Dolphin eyes swim camp with world champ

Friday, 8 March 2019:

JESSICA HANSEN of Australia reacts during the Women's 50m Breaststroke semi final of the FINA World Championships in Budapest, Hungary.
JESSICA HANSEN of Australia reacts during the Women's 50m Breaststroke semi final of the FINA World Championships in Budapest, Hungary.


Another training camp with Olympic champion Lilly King is in Dolphins team leader Jessica Hansen's sights as she prepares to finally reel in her great rival at the 2019 world swimming titles.

Breaststroke champ Hansen is putting in the hard yards this week on the Sunshine Coast, preparing for next month's national championships in Adelaide followed by June's world titles selections trials in Brisbane.

But Hansen - a member of the Australian team's new five-strong leadership group - also has one eye on a planned trip to the United States where she hopes to be reunited with world record holder King.

Victoria-based Hansen announced herself as a world force in 2018 after a two-week stint in Indiana with King's college squad.

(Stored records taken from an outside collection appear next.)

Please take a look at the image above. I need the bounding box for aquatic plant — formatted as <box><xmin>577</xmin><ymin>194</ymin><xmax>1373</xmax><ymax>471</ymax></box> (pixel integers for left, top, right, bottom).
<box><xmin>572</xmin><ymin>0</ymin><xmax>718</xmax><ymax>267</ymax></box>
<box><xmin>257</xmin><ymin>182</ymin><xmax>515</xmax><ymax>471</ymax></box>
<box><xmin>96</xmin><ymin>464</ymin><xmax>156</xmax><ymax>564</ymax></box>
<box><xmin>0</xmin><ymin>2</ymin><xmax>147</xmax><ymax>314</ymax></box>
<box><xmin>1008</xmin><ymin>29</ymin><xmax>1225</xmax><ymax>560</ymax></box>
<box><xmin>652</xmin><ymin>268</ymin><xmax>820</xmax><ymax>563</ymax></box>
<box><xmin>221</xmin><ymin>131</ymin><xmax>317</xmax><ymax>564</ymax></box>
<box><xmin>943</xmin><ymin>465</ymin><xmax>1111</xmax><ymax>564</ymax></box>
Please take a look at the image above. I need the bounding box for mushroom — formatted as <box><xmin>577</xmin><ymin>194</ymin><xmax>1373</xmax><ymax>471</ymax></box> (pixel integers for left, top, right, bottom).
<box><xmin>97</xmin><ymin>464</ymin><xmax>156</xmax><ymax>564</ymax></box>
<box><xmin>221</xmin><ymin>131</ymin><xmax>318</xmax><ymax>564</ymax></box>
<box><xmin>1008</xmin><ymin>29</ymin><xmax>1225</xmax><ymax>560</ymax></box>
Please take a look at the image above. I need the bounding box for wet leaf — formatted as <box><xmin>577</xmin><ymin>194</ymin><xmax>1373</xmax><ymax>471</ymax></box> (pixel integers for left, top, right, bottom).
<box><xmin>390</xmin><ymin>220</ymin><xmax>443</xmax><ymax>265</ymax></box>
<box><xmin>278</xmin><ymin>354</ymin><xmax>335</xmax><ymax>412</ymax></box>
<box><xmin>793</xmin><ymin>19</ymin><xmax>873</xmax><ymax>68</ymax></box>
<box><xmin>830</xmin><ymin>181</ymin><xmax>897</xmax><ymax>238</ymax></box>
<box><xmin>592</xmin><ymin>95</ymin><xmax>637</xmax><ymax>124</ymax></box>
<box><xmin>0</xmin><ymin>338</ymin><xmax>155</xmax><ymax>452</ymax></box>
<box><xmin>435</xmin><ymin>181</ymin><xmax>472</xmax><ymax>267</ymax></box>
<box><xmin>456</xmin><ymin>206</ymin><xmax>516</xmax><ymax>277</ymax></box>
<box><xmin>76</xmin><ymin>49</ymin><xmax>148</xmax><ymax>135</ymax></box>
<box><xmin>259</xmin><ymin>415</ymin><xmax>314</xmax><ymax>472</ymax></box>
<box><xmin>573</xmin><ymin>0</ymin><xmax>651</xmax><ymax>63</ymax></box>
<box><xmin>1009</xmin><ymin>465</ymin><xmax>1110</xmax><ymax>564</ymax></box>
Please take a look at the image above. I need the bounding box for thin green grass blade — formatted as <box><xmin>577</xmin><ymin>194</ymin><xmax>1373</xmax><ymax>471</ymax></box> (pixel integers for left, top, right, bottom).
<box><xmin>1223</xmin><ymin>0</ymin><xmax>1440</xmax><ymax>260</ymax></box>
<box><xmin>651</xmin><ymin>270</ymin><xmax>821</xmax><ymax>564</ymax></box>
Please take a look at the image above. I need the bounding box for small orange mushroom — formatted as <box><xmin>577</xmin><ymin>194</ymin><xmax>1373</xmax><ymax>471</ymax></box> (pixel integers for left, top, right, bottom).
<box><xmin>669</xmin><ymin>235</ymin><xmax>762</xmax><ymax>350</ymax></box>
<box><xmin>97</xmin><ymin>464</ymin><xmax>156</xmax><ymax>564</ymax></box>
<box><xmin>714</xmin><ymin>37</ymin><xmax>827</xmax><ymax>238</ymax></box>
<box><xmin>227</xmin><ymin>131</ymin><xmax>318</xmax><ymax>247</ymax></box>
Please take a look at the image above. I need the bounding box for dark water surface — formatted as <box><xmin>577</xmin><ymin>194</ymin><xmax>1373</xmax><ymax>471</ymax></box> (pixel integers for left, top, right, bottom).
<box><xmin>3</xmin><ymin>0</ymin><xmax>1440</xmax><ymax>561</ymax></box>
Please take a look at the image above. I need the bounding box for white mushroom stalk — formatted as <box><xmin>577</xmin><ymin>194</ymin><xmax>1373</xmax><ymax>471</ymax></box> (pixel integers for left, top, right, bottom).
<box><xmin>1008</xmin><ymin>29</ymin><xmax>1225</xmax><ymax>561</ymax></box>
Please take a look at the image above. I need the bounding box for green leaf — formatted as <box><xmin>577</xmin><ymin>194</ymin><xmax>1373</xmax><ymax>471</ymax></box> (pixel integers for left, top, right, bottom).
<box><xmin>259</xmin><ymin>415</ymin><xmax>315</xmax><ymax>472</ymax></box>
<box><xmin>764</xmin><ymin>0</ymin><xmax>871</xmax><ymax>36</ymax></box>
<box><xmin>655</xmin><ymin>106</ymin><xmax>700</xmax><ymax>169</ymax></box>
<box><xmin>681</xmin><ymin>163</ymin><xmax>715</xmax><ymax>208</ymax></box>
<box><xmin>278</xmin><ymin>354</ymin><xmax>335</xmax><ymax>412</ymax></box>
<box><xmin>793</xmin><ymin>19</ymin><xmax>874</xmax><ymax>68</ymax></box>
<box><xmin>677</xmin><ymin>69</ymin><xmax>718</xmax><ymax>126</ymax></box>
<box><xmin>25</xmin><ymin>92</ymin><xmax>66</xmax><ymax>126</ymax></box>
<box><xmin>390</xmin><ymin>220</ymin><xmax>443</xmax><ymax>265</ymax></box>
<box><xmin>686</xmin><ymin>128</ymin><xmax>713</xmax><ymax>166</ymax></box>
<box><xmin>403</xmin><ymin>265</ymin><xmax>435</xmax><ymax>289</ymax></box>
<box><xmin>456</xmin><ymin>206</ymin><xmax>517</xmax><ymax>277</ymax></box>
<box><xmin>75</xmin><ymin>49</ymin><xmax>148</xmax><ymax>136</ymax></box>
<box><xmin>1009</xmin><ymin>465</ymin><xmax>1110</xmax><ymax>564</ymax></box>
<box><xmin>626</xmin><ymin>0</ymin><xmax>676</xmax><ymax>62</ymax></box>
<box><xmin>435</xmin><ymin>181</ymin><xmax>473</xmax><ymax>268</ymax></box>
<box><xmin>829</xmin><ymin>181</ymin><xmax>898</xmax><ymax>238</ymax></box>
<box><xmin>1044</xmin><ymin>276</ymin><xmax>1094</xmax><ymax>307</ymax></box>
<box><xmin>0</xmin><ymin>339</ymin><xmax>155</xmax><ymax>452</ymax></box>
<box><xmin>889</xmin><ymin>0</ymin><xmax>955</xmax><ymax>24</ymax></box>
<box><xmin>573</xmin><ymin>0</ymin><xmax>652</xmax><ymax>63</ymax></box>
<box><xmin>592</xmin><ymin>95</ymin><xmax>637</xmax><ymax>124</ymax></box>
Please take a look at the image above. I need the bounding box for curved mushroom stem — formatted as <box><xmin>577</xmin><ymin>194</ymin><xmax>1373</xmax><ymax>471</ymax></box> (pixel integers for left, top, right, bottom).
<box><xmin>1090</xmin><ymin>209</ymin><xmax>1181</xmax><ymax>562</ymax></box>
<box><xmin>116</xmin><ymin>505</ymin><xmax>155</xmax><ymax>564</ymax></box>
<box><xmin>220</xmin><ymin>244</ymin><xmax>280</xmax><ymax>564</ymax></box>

Hansen toiled away trying to keep up with King in the pool before picking the champion's brain out of the water.

The results were staggering.

The 23-year-old pulled off a shock Pan Pacs 100m breaststroke silver medal behind King in August in Tokyo before claiming bronze in the same event at December's world short course titles in China.

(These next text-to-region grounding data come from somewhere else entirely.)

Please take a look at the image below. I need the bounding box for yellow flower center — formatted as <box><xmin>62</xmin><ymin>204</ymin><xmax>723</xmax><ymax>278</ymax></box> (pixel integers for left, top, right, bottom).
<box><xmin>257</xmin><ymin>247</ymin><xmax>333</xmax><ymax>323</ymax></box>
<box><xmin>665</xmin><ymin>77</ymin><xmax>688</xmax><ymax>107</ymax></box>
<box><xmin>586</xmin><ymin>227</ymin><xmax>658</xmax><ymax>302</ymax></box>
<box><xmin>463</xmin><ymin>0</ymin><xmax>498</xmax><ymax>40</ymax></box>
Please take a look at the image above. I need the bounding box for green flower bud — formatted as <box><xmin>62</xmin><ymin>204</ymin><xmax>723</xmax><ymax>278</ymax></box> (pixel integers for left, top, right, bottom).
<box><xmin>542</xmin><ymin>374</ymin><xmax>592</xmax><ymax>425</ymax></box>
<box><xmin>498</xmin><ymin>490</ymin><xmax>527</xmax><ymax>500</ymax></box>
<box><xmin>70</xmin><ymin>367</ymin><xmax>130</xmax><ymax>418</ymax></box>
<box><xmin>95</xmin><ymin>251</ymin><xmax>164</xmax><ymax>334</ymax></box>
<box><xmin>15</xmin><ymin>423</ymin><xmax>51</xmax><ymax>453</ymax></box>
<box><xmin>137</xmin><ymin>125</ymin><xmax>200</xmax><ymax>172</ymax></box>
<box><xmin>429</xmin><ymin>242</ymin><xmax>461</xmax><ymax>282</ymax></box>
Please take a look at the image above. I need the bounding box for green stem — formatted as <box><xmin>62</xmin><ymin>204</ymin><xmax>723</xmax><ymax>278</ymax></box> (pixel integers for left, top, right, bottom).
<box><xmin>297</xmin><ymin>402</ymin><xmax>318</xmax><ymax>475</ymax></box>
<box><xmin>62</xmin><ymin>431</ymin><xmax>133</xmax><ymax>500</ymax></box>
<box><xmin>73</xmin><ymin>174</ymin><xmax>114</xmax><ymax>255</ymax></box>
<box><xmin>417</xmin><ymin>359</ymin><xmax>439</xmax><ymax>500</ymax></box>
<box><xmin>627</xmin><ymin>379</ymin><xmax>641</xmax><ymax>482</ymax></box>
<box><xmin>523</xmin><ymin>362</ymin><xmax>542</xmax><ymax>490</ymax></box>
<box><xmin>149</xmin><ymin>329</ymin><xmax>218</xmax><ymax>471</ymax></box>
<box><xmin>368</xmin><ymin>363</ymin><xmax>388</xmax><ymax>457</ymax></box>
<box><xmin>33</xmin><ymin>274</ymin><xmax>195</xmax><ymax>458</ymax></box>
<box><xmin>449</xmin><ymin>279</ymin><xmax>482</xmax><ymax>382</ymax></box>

It was a remarkable turnaround after Hansen appeared disillusioned following her last placing in the same event at April's Gold Coast Commonwealth Games.

Hansen hopes another camp alongside the American will help her to take King's crown at the July world titles in South Korea.

"We are definitely in conversation with Lilly and her coach. We just need to get it approved but we are looking at doing it again before the June trials," Hansen told AAP.

"That camp was a turning point for me. It gave me a new perspective on swimming and the way to go about things.

"I made improvements in a lot of areas of my swimming which I have built on so that is exciting."

Hansen admitted lining up against King was still daunting but she would not show any sign of nerves if given the chance to topple her rival in South Korea.

"When she races, she has a very fierce racing mentality and that can still be quite daunting because it is such a contrast to the person that I have grown to know," Hansen said.

"But it (US camp) proved to me that if I stick to what I am doing, I will get the outcome (at world titles)."

Hansen's resurgence has also earned an invitation to the lucrative International Swimming League (ISL), joining fellow Australians Kyle Chalmers, the Campbell sisters and Emma McKeon on the star-studded London team.

The ISL - bankrolled by billionaire Konstantin Grigorishin - will run over six legs from October to December featuring eight teams based in Europe or the United States.